O ajuste fiscal proposto recentemente pelo governo corrige o problema macroeconômico de curto prazo, que é o déficit nas contas públicas. No entanto, para corrigir um problema de curto prazo, está acentuando um problema de longo prazo, que é esse excesso de intervenção do Estado, esse excesso de tributação, que gera uma série de distorções na economia, que reduz atividade econômica, então é uma forma ruim, porque para resolver um problema macroeconômico de curto prazo, você está piorando as distorções. Qual seria o outro lado disso? O governo tinha que enfrentar o problema da ineficiência do governo que está gerando esse gasto. Por exemplo, em vez de aumentar a CPMF, o governo deveria tentar bater de frente com uma reforma da previdência, para tentar reduzir o déficit da previdência, e não aumentar a tributação. Ele devia encarar uma reforma que reduzisse o gasto, e não o aumento de tributo.
RB – O aumento de tributo foi feito no sentido de alcançar um equilíbrio das contas. É uma medida totalmente inválida?

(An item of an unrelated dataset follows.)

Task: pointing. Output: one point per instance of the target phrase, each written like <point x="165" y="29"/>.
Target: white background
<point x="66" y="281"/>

RM – Não, não é porque, nesse momento que já está no pronto-socorro, você tem que fazer o que é preciso, inclusive dar choque para o paciente não morrer. Vale. Chegou nesse momento que eu acho que não tem mais muito o que fazer, ele vai ter que cobrir aquele déficit, tem uma lógica. Está se tentando resolver esse problema macroeconômico de curto prazo, que é a corda no pescoço. O problema de longo prazo na verdade são as baixas taxas de crescimento que a gente vai ter nos próximos anos. O problema de curto prazo, se você não conseguir financiar um déficit, o governo vai ter que financiar esse déficit fazendo o que, emitindo moeda? Vai ter uma volta da hiperinflação? Uma disparada do dólar? Isso é muito ruim. Então ele tem uma lógica de querer aumentar o imposto. Não é a solução dos sonhos de ninguém. O governo deveria tentar de alguma maneira reduzir gastos, diminuir o problema do déficit da previdência, alguma coisa assim, mas aí optou pelo imposto, que a curto prazo faz sentido.